When asked to give feedback on her classroom style, they provided Clark with a top grade.
Out of 237 anonymous surveys, 233 of Clark’s students gave her a five out of five when evaluating her as an instructor. The unprecedented rating was just one factor that contributed to Clark receiving the Brock University Award for Excellence in Teaching for Early Career Faculty.
For Clark, an assistant professor in Brock’s History Department, students represent far more than just a form of affirmation.
“Brock students are a daily source of inspiration,” she said. “They’re curious, engaged and eager to take a deep dive into materials.”
This enthusiasm, and the engaged conversations that go with it, have led Clark to fluidly develop her own teaching and continue to improve as a professor.
“Our discussions often make me think about historical developments in new ways,” she said, “which is always an exciting thing.”
Though Nadine Brundrett teaches a different subject than Clark, her experience with Brock students and her commitment to teaching excellence is similar.
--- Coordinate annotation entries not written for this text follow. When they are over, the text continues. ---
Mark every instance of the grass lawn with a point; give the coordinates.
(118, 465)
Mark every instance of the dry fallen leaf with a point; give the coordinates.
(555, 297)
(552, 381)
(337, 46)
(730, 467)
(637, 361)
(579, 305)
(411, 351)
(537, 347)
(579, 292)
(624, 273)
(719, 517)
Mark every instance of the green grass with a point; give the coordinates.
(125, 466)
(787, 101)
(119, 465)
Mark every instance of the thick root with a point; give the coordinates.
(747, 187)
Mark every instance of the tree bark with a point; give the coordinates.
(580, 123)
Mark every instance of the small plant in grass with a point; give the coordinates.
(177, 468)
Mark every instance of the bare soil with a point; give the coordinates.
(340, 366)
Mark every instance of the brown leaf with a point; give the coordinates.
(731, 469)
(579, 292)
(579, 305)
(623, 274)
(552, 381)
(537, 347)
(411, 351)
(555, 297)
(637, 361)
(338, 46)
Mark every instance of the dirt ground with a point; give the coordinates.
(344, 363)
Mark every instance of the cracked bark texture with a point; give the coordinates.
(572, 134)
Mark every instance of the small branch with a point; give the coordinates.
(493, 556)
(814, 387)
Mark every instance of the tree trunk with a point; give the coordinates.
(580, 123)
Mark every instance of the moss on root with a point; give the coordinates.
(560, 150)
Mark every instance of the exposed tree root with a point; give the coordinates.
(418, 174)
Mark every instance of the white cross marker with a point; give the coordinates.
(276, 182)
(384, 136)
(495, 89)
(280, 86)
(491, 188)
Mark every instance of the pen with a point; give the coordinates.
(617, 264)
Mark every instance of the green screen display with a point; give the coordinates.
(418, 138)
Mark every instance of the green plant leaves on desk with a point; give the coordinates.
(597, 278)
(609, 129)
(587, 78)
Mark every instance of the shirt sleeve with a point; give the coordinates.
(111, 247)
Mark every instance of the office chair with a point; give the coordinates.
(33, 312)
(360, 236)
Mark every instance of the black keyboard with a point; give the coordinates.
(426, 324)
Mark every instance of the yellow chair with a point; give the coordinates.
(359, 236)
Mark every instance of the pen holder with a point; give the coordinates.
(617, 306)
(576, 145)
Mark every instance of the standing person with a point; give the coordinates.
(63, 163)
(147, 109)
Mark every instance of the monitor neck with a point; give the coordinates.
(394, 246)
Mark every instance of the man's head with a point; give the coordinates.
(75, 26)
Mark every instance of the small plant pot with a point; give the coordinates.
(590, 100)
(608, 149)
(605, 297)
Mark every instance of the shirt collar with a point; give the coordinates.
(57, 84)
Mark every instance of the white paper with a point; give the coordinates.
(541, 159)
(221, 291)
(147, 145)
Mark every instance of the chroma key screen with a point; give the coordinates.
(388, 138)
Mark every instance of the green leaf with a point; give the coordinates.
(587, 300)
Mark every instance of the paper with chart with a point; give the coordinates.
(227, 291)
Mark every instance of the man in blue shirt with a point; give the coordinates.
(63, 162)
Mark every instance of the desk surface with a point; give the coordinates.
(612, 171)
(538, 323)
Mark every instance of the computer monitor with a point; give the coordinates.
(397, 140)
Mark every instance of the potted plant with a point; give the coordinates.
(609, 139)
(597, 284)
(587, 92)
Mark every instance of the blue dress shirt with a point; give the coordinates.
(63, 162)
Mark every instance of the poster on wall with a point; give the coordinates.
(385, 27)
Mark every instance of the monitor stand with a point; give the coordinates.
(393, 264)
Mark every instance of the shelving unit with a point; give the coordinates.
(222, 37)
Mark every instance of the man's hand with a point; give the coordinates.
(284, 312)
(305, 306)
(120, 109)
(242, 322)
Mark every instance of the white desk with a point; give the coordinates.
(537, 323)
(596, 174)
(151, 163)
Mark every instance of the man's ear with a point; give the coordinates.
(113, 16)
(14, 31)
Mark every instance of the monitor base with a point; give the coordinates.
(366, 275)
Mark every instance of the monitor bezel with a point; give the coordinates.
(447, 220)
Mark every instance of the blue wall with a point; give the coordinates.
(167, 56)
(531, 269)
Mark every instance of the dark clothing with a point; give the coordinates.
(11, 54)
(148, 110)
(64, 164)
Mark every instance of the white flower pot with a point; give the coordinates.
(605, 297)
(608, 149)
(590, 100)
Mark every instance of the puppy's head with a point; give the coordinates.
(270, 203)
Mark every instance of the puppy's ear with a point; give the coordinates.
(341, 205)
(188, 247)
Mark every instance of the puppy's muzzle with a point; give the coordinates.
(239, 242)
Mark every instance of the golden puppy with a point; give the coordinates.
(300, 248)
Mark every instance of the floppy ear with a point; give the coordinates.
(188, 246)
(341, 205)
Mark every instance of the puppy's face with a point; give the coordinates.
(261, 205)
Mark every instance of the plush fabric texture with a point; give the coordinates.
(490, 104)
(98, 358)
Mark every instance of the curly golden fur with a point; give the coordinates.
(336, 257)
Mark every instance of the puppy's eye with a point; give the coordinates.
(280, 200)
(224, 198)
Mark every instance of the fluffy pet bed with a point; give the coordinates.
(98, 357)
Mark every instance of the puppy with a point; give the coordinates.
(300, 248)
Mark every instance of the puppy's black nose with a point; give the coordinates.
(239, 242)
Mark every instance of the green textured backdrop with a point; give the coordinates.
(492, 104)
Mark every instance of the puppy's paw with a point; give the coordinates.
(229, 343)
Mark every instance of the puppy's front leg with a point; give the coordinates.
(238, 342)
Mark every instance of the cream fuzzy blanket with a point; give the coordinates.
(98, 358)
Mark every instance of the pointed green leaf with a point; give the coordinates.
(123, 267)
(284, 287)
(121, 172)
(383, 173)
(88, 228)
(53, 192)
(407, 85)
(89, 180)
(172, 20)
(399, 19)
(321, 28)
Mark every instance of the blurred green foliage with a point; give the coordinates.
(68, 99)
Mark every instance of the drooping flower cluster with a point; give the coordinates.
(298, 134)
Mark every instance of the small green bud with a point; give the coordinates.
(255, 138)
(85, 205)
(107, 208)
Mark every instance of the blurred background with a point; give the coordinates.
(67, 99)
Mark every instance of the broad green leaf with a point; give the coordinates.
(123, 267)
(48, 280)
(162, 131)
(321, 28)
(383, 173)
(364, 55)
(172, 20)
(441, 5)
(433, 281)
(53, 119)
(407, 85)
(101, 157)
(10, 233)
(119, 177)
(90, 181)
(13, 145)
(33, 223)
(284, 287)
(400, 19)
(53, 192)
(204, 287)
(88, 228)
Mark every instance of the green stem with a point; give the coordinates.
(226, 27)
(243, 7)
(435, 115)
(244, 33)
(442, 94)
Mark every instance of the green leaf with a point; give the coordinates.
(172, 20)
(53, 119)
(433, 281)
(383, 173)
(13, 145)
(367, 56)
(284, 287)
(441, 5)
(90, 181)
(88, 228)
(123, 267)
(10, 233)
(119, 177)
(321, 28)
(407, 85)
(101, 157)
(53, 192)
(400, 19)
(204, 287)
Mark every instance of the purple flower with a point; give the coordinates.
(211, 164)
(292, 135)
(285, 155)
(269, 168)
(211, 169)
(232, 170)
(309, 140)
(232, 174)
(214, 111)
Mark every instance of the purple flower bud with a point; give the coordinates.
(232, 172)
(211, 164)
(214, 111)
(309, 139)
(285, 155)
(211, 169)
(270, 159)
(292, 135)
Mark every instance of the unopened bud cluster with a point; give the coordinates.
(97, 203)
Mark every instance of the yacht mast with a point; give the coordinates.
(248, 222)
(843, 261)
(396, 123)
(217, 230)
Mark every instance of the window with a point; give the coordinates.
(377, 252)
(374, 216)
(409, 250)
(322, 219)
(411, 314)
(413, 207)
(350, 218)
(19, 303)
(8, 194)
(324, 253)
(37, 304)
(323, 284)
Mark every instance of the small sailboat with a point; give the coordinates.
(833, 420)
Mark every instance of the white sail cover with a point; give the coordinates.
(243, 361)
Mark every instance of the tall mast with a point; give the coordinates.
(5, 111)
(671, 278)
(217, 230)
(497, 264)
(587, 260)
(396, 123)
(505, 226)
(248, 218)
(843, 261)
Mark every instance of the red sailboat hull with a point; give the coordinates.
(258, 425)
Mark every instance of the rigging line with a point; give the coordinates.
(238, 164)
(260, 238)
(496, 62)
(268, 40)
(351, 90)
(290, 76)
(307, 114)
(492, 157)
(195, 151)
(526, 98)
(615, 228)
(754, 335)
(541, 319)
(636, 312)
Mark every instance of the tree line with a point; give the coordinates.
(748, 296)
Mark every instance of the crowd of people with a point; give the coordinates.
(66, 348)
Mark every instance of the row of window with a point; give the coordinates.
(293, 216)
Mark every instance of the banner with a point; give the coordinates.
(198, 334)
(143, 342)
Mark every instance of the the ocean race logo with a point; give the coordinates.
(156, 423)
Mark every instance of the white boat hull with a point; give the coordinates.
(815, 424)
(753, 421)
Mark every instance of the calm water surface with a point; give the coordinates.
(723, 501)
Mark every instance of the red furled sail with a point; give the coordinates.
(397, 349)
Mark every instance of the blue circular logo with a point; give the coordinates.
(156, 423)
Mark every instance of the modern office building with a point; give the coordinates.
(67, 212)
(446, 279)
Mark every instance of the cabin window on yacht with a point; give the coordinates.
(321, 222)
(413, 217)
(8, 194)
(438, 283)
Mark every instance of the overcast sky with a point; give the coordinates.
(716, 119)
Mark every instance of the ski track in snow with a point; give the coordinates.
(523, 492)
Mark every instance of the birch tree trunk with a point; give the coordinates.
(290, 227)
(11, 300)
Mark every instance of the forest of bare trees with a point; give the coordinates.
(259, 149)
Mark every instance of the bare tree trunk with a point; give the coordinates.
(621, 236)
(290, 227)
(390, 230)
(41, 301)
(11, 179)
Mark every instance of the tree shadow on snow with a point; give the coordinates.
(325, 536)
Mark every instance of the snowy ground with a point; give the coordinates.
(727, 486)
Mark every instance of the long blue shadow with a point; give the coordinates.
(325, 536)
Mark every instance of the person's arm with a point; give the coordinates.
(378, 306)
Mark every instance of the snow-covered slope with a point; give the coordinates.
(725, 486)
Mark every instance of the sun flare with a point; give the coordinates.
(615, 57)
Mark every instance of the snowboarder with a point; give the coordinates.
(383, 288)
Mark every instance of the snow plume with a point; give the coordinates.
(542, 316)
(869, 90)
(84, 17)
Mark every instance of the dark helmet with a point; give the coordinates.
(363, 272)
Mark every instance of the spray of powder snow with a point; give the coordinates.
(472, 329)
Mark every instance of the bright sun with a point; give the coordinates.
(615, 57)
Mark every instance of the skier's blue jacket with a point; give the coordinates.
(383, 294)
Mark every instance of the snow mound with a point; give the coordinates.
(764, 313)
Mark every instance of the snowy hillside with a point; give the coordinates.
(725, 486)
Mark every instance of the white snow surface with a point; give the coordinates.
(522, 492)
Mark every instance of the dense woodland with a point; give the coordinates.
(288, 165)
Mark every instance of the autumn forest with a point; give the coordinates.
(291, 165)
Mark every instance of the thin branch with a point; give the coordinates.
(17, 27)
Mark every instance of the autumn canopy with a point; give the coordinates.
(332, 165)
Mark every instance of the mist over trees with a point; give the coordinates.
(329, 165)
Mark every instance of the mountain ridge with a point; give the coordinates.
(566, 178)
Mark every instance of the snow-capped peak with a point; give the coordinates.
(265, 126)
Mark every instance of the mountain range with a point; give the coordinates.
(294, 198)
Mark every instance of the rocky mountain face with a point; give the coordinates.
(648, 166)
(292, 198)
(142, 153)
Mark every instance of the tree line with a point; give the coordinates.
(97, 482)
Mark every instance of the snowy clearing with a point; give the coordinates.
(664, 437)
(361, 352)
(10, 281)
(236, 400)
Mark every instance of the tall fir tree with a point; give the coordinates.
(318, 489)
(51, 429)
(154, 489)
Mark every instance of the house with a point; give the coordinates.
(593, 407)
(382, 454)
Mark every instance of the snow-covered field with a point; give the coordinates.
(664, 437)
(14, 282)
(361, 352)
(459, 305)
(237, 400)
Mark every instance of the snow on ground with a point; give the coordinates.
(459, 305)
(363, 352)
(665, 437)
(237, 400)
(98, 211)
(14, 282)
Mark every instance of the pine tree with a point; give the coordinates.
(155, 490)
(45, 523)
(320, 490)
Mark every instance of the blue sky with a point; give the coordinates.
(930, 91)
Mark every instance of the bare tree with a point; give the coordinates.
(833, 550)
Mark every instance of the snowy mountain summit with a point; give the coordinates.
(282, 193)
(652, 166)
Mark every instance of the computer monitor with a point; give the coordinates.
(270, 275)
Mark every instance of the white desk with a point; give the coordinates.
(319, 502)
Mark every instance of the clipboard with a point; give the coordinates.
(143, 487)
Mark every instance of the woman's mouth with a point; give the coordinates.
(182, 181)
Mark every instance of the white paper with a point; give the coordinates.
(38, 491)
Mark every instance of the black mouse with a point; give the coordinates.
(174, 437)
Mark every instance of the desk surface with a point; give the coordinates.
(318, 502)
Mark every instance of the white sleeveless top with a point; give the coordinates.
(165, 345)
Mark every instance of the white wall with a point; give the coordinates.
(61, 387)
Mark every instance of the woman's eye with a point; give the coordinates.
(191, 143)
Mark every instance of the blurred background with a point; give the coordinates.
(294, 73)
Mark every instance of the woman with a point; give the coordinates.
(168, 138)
“The opportunity to connect in the classroom and beyond always stimulates my own enthusiasm for learning and discovery,” she said.
Brundrett is this year’s recipient of the Clarke Thomson Award for Excellence in Sessional Teaching.
As a part-time instructor in Brock’s Classics Department, Brundrett contrasts the study of the ancient with new and innovative ways of communicating the course material.
“I have always sought to create an engaging and challenging learning environment by utilizing innovative ideas and strategies whenever possible,” she said. “But I also consider myself to be a storyteller, and I love to employ engaging narratives and anecdotes to provide interest and link course material together.”
Simon Black is also fond of incorporating unconventional learning activities into his classes, which often contain more than 300 students.
Black’s commitment to getting all of his students involved, regardless of the size of the course, has earned him this year’s Don Ursino Award for Excellence in the Teaching of Large Classes.
“I am a proponent of active learning, an approach to instruction in which students engage with the material they study through reading, writing, talking, listening and reflecting,” said Black. “Large classes pose some barriers to this approach. However, I do my best to integrate active learning strategies.”
An assistant professor in the Department of Labour Studies, Black uses exercises such as peer assessment, brainstorming and peer-to-peer teaching of key concepts and points to keep his classes engaged.
Black, Clark and Brundrett were all presented with their awards at this year’s Centre for Pedagogical Innovation (CPI) Tribute to Teaching Reception on Dec. 6, which featured an address, The Call to Teach in the Era of Trump, from David Hutchison, the University’s 2017 Distinguished Teaching Award winner.
CPI’s Director Jill Grose explained there are similarities in the teaching styles of all of the award winners.
“The recipients tend to be reflective about teaching,” she said. “They try new ways of connecting with and engaging students and they get feedback about what works and what doesn’t. And they value their students.”
Grose emphasized the need for teaching awards to continue to recognize and inspire the Brock community.
“Awards for teaching help us to recognize the outstanding work undertaken by so many Brock instructors,” she said. “It’s about recognition and celebration, but the nomination dossiers also provide evidence and documentation related to the impact a nominee has on student learning. In addition, the faculty who serve on the adjudication committees read about some amazing strategies and assignments. The process involved in an awards program gets people talking about teaching and this in turn promotes a culture that values teaching and teachers.”
Award recipients each received a framed certificate and a monetary prize.
More information on the Brock University Award for Excellence in Teaching for Early Career Faculty, the Clarke Thomson Award for Excellence in Sessional Teaching and the Don Ursino Award for Excellence in the Teaching of Large Classes awards is available on the CPI website.